Afdeling privaatrecht
zaaknummer / rolnummer: C/13/539070 / HA ZA 13-377
Vonnis van 25 september 2013
in de zaak van
[eiser],
wonende te [woonplaats],
eiser,
advocaat mr. P.A.C. de Vries,
tegen
de rechtspersoonlijkheid bezittende vennootschap
[bedrijf 1],
gevestigd te Amsterdam,
gedaagde,
advocaat mr.

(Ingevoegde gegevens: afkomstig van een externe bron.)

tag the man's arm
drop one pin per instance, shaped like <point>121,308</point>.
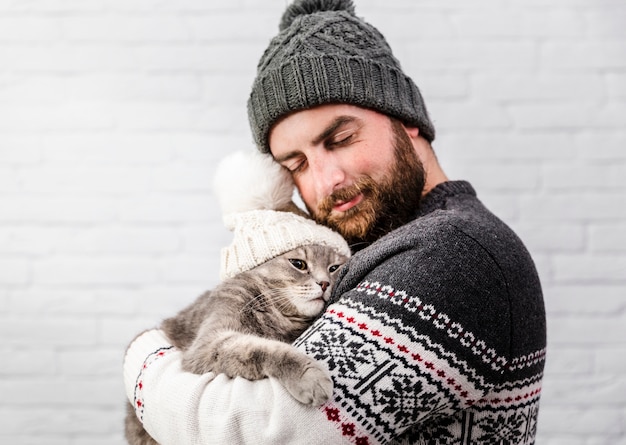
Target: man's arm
<point>401,349</point>
<point>179,407</point>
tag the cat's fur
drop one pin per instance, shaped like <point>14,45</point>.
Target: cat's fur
<point>244,326</point>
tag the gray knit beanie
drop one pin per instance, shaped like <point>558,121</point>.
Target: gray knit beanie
<point>325,54</point>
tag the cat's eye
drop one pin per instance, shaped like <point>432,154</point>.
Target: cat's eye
<point>298,264</point>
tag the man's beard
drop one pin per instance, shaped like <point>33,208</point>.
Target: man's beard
<point>386,205</point>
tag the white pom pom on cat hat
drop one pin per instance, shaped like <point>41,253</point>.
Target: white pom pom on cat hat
<point>260,235</point>
<point>250,187</point>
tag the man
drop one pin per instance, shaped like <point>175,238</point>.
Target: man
<point>436,329</point>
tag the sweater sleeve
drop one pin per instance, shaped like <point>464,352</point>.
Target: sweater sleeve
<point>180,407</point>
<point>405,342</point>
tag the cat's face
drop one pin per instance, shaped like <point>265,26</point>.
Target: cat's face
<point>307,275</point>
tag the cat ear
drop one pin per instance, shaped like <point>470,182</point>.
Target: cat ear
<point>249,180</point>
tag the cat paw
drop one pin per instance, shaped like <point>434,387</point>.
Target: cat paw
<point>314,387</point>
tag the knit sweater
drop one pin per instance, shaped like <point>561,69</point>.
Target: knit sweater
<point>435,334</point>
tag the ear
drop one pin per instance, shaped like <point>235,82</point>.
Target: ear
<point>413,132</point>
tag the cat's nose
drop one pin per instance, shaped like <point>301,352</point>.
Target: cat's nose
<point>324,285</point>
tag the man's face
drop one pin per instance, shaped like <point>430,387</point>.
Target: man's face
<point>356,170</point>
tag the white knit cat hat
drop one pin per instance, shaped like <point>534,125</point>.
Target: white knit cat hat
<point>250,187</point>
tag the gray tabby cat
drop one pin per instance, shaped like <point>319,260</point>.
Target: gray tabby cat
<point>245,325</point>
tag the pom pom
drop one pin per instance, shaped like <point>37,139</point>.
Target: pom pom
<point>251,181</point>
<point>305,7</point>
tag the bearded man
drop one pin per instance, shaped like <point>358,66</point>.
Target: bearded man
<point>435,333</point>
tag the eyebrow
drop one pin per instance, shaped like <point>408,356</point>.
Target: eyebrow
<point>334,125</point>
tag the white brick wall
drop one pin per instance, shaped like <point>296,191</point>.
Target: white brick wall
<point>113,114</point>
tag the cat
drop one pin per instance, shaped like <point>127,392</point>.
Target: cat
<point>244,326</point>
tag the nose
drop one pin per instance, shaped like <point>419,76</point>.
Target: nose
<point>324,285</point>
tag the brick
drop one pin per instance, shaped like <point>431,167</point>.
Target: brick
<point>29,29</point>
<point>34,90</point>
<point>586,330</point>
<point>122,87</point>
<point>441,85</point>
<point>584,177</point>
<point>552,22</point>
<point>496,145</point>
<point>20,149</point>
<point>604,145</point>
<point>119,332</point>
<point>607,23</point>
<point>543,88</point>
<point>487,176</point>
<point>107,148</point>
<point>583,55</point>
<point>124,240</point>
<point>613,115</point>
<point>610,238</point>
<point>552,115</point>
<point>49,6</point>
<point>552,237</point>
<point>226,89</point>
<point>589,300</point>
<point>69,180</point>
<point>206,239</point>
<point>215,27</point>
<point>32,240</point>
<point>126,29</point>
<point>190,269</point>
<point>480,25</point>
<point>182,178</point>
<point>241,57</point>
<point>168,209</point>
<point>28,362</point>
<point>568,420</point>
<point>573,207</point>
<point>450,117</point>
<point>8,180</point>
<point>590,268</point>
<point>46,421</point>
<point>616,85</point>
<point>475,55</point>
<point>605,390</point>
<point>569,361</point>
<point>86,116</point>
<point>208,147</point>
<point>89,271</point>
<point>609,359</point>
<point>54,209</point>
<point>45,332</point>
<point>90,363</point>
<point>14,272</point>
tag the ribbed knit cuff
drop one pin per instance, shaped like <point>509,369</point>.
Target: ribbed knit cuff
<point>146,348</point>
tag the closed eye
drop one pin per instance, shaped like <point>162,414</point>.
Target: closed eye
<point>298,264</point>
<point>340,140</point>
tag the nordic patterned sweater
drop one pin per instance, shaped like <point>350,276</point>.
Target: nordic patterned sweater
<point>435,335</point>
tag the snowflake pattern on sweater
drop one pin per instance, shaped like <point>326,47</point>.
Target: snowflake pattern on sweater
<point>436,334</point>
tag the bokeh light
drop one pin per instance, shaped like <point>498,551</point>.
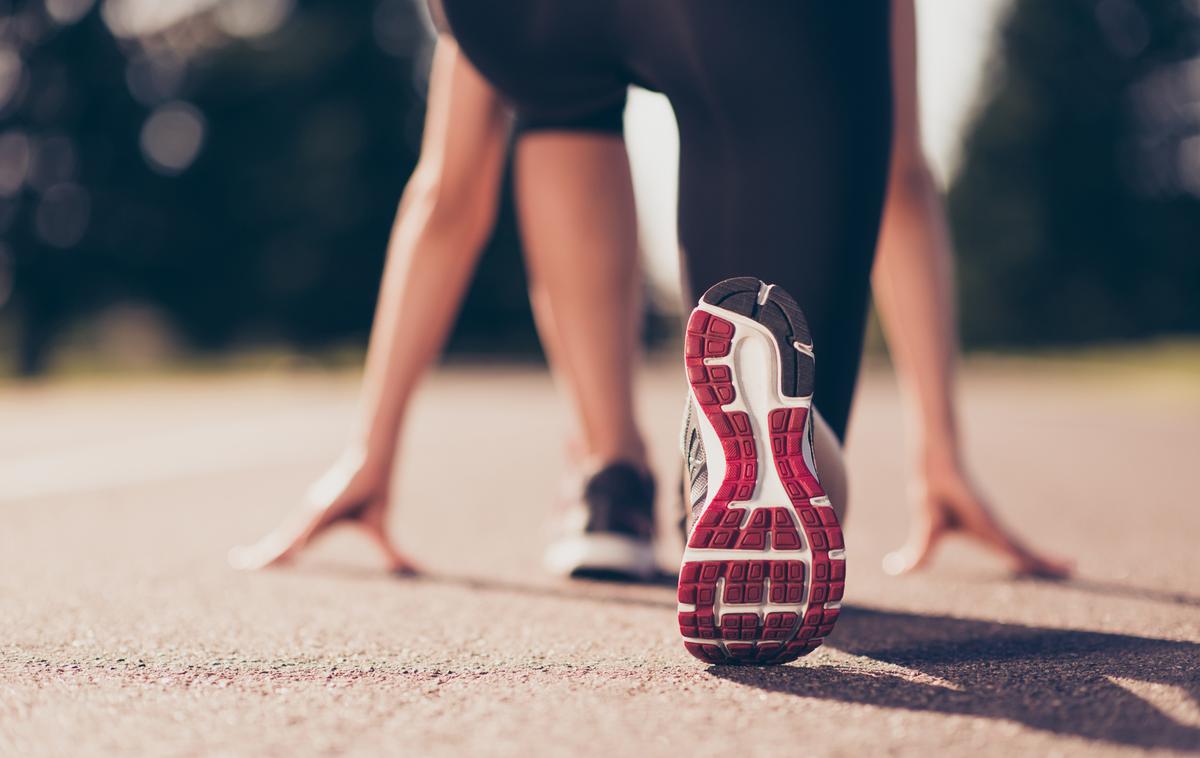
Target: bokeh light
<point>172,137</point>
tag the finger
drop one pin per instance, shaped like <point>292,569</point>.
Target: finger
<point>281,545</point>
<point>1044,566</point>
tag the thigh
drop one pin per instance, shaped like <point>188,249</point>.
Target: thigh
<point>785,126</point>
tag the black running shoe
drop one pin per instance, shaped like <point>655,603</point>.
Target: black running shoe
<point>606,530</point>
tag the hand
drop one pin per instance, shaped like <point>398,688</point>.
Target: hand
<point>347,493</point>
<point>948,501</point>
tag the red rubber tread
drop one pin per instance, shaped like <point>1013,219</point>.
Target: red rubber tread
<point>779,637</point>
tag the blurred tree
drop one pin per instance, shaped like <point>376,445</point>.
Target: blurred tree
<point>237,167</point>
<point>1077,210</point>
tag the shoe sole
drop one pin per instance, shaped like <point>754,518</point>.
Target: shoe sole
<point>763,571</point>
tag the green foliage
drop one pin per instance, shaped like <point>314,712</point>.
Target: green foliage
<point>1077,211</point>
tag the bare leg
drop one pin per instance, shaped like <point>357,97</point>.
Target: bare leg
<point>583,257</point>
<point>444,217</point>
<point>915,292</point>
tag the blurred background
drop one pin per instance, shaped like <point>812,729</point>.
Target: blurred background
<point>191,180</point>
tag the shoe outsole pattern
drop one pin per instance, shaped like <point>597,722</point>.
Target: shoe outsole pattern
<point>783,599</point>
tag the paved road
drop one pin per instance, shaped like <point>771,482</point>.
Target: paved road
<point>123,631</point>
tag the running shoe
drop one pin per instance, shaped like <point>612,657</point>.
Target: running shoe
<point>765,564</point>
<point>606,529</point>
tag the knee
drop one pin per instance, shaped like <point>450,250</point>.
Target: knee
<point>454,206</point>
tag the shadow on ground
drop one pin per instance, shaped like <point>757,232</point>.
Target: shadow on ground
<point>1059,680</point>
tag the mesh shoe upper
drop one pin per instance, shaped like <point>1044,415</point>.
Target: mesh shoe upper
<point>695,475</point>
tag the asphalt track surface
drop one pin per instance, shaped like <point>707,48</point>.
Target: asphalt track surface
<point>124,632</point>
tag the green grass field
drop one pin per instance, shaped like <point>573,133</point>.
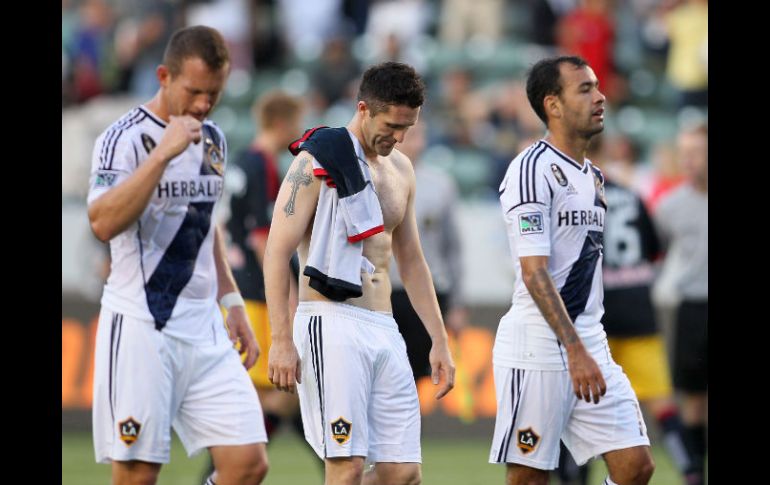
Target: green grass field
<point>292,463</point>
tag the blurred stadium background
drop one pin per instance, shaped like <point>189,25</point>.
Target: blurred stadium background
<point>473,55</point>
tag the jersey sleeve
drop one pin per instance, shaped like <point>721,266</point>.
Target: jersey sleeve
<point>113,160</point>
<point>526,200</point>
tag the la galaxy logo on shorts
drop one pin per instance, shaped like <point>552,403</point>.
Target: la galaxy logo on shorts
<point>527,440</point>
<point>531,223</point>
<point>341,430</point>
<point>105,179</point>
<point>560,177</point>
<point>129,430</point>
<point>212,156</point>
<point>148,142</point>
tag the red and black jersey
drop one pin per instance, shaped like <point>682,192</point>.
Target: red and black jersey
<point>251,211</point>
<point>630,247</point>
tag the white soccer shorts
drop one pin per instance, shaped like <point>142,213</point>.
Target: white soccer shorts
<point>535,409</point>
<point>145,382</point>
<point>357,396</point>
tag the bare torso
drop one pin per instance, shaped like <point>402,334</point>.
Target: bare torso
<point>391,176</point>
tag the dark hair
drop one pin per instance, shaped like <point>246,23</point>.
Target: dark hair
<point>199,41</point>
<point>544,79</point>
<point>391,83</point>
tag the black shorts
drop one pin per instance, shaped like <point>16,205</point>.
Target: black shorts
<point>691,347</point>
<point>418,343</point>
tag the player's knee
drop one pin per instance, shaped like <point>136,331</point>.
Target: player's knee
<point>639,473</point>
<point>646,470</point>
<point>524,475</point>
<point>405,476</point>
<point>344,471</point>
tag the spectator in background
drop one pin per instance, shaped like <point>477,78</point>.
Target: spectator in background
<point>462,20</point>
<point>334,77</point>
<point>253,182</point>
<point>545,18</point>
<point>667,175</point>
<point>435,207</point>
<point>588,31</point>
<point>687,27</point>
<point>682,222</point>
<point>90,50</point>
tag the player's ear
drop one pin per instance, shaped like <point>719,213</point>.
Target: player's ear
<point>163,74</point>
<point>552,106</point>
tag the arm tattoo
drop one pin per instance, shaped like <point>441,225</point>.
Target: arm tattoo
<point>549,302</point>
<point>297,177</point>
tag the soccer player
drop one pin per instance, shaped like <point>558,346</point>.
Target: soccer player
<point>344,352</point>
<point>163,355</point>
<point>554,376</point>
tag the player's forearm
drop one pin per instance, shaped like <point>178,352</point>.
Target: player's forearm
<point>277,280</point>
<point>548,300</point>
<point>113,212</point>
<point>418,284</point>
<point>225,280</point>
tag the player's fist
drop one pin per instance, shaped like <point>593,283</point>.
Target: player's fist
<point>180,132</point>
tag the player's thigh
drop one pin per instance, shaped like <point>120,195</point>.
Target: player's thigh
<point>260,325</point>
<point>394,409</point>
<point>532,409</point>
<point>220,406</point>
<point>614,423</point>
<point>133,391</point>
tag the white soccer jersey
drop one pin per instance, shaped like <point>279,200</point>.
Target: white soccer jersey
<point>553,207</point>
<point>162,265</point>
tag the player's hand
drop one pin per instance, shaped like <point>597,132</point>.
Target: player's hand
<point>240,331</point>
<point>180,132</point>
<point>284,368</point>
<point>587,380</point>
<point>442,368</point>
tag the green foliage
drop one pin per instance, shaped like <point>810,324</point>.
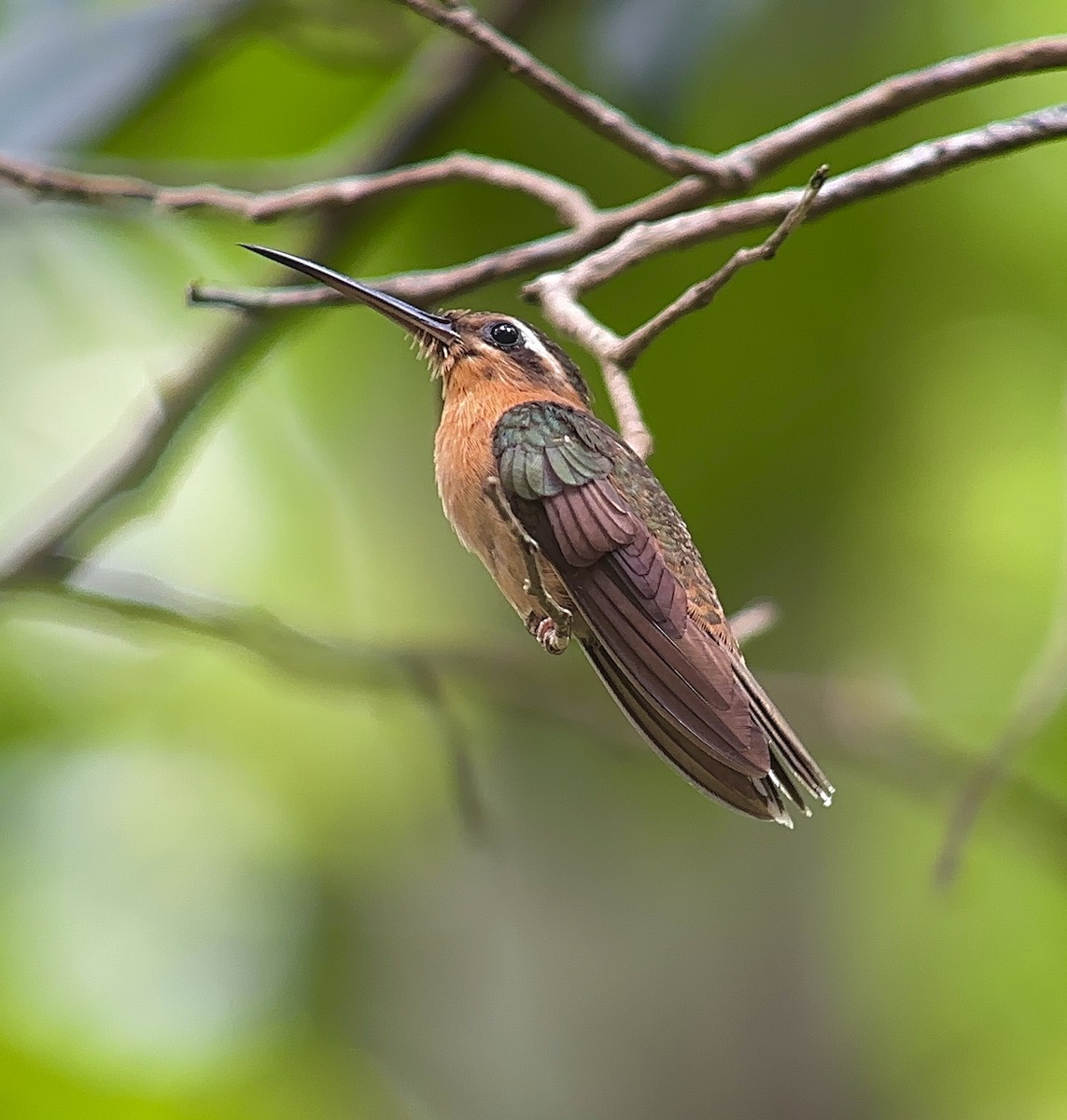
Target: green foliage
<point>232,891</point>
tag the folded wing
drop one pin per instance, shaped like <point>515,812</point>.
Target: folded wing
<point>689,695</point>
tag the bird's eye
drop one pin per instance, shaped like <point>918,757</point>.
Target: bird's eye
<point>503,334</point>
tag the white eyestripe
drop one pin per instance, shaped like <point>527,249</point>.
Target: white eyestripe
<point>532,343</point>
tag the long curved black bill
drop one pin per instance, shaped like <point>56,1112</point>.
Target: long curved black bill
<point>405,315</point>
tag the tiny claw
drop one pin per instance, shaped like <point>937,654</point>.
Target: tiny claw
<point>548,636</point>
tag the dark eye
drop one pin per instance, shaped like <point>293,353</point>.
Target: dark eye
<point>503,334</point>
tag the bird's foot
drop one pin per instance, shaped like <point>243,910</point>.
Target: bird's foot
<point>547,633</point>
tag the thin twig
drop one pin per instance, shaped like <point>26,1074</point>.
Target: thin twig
<point>1041,693</point>
<point>571,204</point>
<point>753,621</point>
<point>596,113</point>
<point>64,537</point>
<point>894,95</point>
<point>700,295</point>
<point>535,585</point>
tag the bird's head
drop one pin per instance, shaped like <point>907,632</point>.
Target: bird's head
<point>467,350</point>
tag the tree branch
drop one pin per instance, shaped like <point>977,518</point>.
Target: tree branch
<point>629,239</point>
<point>61,539</point>
<point>596,113</point>
<point>886,100</point>
<point>570,204</point>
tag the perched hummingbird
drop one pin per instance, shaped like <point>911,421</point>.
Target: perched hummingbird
<point>611,549</point>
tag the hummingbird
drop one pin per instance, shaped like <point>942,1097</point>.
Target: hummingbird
<point>528,475</point>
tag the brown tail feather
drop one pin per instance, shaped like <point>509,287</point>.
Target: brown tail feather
<point>754,796</point>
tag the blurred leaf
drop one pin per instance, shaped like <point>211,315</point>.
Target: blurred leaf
<point>68,71</point>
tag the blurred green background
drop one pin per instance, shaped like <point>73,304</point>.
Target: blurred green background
<point>233,890</point>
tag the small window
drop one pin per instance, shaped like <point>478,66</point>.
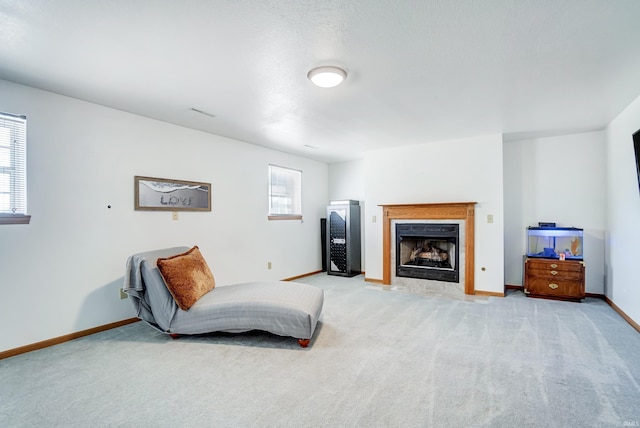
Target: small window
<point>285,193</point>
<point>13,171</point>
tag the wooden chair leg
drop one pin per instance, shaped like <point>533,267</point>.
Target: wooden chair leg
<point>304,342</point>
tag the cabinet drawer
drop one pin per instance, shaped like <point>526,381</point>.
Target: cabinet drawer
<point>549,287</point>
<point>559,275</point>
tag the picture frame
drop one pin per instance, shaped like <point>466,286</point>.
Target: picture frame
<point>162,194</point>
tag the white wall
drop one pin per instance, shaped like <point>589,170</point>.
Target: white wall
<point>623,213</point>
<point>61,273</point>
<point>467,170</point>
<point>556,179</point>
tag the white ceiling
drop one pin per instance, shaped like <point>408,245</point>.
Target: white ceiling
<point>419,71</point>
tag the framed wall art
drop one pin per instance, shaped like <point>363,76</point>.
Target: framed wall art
<point>161,194</point>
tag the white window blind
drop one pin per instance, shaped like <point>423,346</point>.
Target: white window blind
<point>285,193</point>
<point>13,169</point>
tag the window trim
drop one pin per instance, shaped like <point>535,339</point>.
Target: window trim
<point>272,216</point>
<point>20,217</point>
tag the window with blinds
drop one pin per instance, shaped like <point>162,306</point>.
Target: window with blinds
<point>13,169</point>
<point>285,193</point>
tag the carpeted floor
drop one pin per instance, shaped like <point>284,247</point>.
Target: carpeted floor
<point>379,358</point>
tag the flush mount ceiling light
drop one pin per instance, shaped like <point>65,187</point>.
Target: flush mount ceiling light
<point>327,76</point>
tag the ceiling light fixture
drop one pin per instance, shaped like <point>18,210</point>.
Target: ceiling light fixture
<point>202,112</point>
<point>327,76</point>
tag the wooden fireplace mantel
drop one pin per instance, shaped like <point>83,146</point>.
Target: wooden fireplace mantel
<point>437,211</point>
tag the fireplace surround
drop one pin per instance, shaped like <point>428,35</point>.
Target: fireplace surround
<point>427,251</point>
<point>437,211</point>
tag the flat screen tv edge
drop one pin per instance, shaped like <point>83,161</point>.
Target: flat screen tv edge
<point>636,148</point>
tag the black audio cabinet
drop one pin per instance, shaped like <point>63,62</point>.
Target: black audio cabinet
<point>343,238</point>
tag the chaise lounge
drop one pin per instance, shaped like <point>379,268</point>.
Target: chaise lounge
<point>167,291</point>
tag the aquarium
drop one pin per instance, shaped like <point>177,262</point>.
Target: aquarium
<point>555,242</point>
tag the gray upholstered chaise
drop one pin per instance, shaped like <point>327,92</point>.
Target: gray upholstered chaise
<point>279,307</point>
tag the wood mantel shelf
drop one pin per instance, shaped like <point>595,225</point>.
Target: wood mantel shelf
<point>437,211</point>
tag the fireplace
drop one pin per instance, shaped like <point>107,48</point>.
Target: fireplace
<point>428,251</point>
<point>461,213</point>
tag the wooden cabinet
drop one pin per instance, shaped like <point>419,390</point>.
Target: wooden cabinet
<point>554,279</point>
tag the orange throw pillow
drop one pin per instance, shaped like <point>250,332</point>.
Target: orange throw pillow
<point>187,277</point>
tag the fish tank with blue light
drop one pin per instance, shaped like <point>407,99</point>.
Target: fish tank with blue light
<point>564,243</point>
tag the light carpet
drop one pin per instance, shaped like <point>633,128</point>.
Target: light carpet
<point>378,359</point>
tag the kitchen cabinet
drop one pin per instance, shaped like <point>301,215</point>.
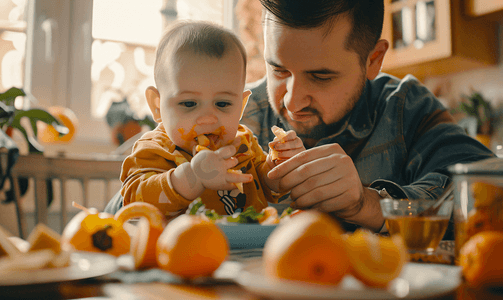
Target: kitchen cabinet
<point>489,8</point>
<point>435,37</point>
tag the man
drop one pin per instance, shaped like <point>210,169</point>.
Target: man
<point>367,133</point>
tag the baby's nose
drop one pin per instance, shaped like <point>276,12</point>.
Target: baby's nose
<point>206,119</point>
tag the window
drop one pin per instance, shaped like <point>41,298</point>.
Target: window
<point>84,54</point>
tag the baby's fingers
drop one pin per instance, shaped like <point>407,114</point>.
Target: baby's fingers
<point>287,145</point>
<point>236,176</point>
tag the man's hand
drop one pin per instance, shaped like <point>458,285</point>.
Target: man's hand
<point>326,179</point>
<point>284,146</point>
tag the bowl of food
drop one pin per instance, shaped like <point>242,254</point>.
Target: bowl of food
<point>248,229</point>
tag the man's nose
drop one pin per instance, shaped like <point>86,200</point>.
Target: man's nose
<point>296,97</point>
<point>206,119</point>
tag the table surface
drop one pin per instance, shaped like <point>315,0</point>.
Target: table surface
<point>105,288</point>
<point>116,286</point>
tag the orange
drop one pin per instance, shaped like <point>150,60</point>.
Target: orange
<point>95,232</point>
<point>191,246</point>
<point>270,216</point>
<point>482,219</point>
<point>43,237</point>
<point>150,226</point>
<point>376,260</point>
<point>307,248</point>
<point>47,134</point>
<point>481,259</point>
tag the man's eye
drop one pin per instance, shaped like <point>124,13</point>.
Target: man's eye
<point>188,103</point>
<point>321,77</point>
<point>223,104</point>
<point>280,72</point>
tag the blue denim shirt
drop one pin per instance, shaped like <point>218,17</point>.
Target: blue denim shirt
<point>399,136</point>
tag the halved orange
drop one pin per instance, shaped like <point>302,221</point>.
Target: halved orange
<point>375,260</point>
<point>191,246</point>
<point>307,248</point>
<point>481,260</point>
<point>149,228</point>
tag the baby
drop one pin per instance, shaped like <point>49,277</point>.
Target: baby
<point>199,149</point>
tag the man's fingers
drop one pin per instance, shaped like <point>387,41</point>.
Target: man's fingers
<point>226,151</point>
<point>304,158</point>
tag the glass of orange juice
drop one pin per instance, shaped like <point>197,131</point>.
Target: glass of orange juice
<point>421,234</point>
<point>478,195</point>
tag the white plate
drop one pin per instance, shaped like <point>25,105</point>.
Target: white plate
<point>416,281</point>
<point>82,265</point>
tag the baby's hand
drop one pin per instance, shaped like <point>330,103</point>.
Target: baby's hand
<point>211,169</point>
<point>284,146</point>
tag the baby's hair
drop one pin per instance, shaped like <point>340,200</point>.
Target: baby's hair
<point>199,37</point>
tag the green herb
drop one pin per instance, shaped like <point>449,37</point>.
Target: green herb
<point>194,206</point>
<point>212,215</point>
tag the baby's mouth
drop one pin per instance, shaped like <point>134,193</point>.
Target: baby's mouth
<point>208,140</point>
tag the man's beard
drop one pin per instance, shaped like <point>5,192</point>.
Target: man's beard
<point>319,129</point>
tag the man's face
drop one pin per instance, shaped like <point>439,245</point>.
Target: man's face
<point>202,95</point>
<point>312,80</point>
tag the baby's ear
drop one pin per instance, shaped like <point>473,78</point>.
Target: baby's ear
<point>246,95</point>
<point>154,102</point>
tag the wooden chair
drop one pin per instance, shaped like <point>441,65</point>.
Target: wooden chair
<point>82,168</point>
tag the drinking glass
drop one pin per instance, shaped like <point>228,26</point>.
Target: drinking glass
<point>478,196</point>
<point>421,234</point>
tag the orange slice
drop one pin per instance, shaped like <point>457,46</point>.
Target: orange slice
<point>203,140</point>
<point>43,237</point>
<point>191,247</point>
<point>149,228</point>
<point>307,248</point>
<point>376,260</point>
<point>280,134</point>
<point>270,216</point>
<point>481,261</point>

P.N. van Regteren Altena.
Partijen zullen hierna [eiser] en [bedrijf 1] genoemd worden.

1.De procedure

1.1.
Het verloop van de procedure blijkt uit:
  • de dagvaarding van 23 maart 2013,
  • de akte houdende overlegging producties,
  • de conclusie van antwoord, met producties,
  • het tussenvonnis van 29 mei 2013,
  • het proces-verbaal van de op 12 augustus 2013 gehouden comparitie van partijen.
1.2.
Ten slotte is vonnis bepaald.

2.De feiten

2.1.
[eiser] is eigenaar van een platina en witgouden collier met marquise briljant in een entourage van kleine briljanten (hierna: het collier).
2.2.
[eiser] heeft via [bedrijf 2] (hierna: [bedrijf 2]) met ingang van 9 november 2000 een verzekeringsovereenkomst met [polisnummer] gesloten voor onder meer het collier (hierna: de eerste verzekeringsovereenkomst).
2.3.
Op 8 februari 2001 is aan [eiser] een bewijs van voorlopige dekking met toepasselijke voorwaarden Kunst- en Verzameling Verzekering (hierna: KVV) 2000-1 toegezonden. Artikel 4 van die voorwaarden bevat geen uitsluiting in geval van verduistering. Deze polis is op 20 maart 2001 definitief gemaakt en vermeldt als verzekeraar [naam 1].
2.4.
In 2006 is [eiser] via [bedrijf 2] onder [polisnummer] een nieuwe verzekering aangegaan, waarbij [bedrijf 2] optrad als gevolmachtigde van [bedrijf 1]. In de polis van 14 juni 2006 zijn de voorwaarden KVV 2004-01 van toepassing verklaard.
2.5.
In verband met een opgegeven wijziging is op 8 oktober 2007 een nieuwe polis aan [eiser] verstrekt. In de polis zijn de voorwaarden KVV 2006-01 van toepassing verklaard. Artikel 4 lid 1 sub h van de voorwaarden KVV 2006-01 luidt als volgt, voor zover hier relevant:
“(…) Uitgesloten van de verzekering is schade veroorzaakt door of als gevolg van verduistering van verzekerde voorwerpen die door verzekerde aan personeel, cliënten, zakenrelaties en dergelijke zijn toevertrouwd (…)”
2.6.
[bedrijf 2] heeft op 28 april 2011 een nieuwe polis afgegeven in verband met verlenging van de verzekering voor de periode 6 mei 2011 tot 6 mei 2012, waarin de voorwaarden KVV 2006-01 van toepassing zijn verklaard. Deze polis bevat, anders dan voorgaande polissen, een voorzichtigheidsclausule die als volgt luidt, voor zover hier relevant:
“Schade met betrekking tot kostbaarheden als gevolg van diefstal, vermissing zijn uitsluitend verzekerd indien:
deze op / aan het lichaam worden gedragen;
deze met de hand worden gedragen, onder persoonlijk toezicht van verzekerde; (…)
Bovenstaande is niet van toepassing voor kostbaarheden met een totale waarde tot
EUR 100.000,00 (…)”
2.7.
Naar aanleiding van op 28 november 2011 ontvangen taxatierapporten is op 3 februari 2012 een nieuwe polis afgegeven, waarin de voorwaarden KVV 2006-01 van toepassing zijn verklaard. De polis bevat dezelfde voorzichtigheidsclausule als hiervoor onder 2.6. is vermeld.
2.8.
De getaxeerde verzekerde waarde van het collier bedroeg € 340.000,00.
2.9.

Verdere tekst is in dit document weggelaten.